El geniecillo exquisito y mal documentado que aproximando su boca al oído de Mamá le dictaba atolondrado nuestros nombres, acertó una vez. Su acierto fue funesto. No hay que tener razón. Para segar dichas no es indispensable sembrar verdades. Tú lo supiste, pobre Mamá, tú lo llevaste tatuado en lo más sensible de tu corazón. El haber acertado por casualidad una vez debía costarte raudales de lágrimas.

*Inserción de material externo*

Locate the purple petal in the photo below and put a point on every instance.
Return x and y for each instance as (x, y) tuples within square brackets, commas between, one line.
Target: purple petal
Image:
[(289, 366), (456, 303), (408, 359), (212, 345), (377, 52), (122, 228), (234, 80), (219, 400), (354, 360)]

Los siete años de Aurora eran exactos al rubio nacer del día. Su cutis mate, sus ojos negros, últimos jirones de la noche que se va; su pelo claro, en donde sonreían los primeros rayos del sol; sus pasos ligeros, su voz atenuada que parecía cuidar el sueño de los durmientes, sus ademanes, su dulzura, su belleza pálida, todo, todo se amoldaba a las leyes que rigen al aparecer el día. Aurora fue la aurora. Luego de haber presidido durante muy breve tiempo el florido jardín de Mamá, suavemente, con un dedo en los labios, se fue discreta y silenciosa cuando apenas amanecía. Mamá tuvo razón al bautizarla Aurora. También Papá tuvo razón cuando en sus preceptos de higiene nos vedaba la ciudad. Aurora murió recién llegada a Caracas, al cumplir los ocho años, víctima de un sarampión complicado con la tosferina.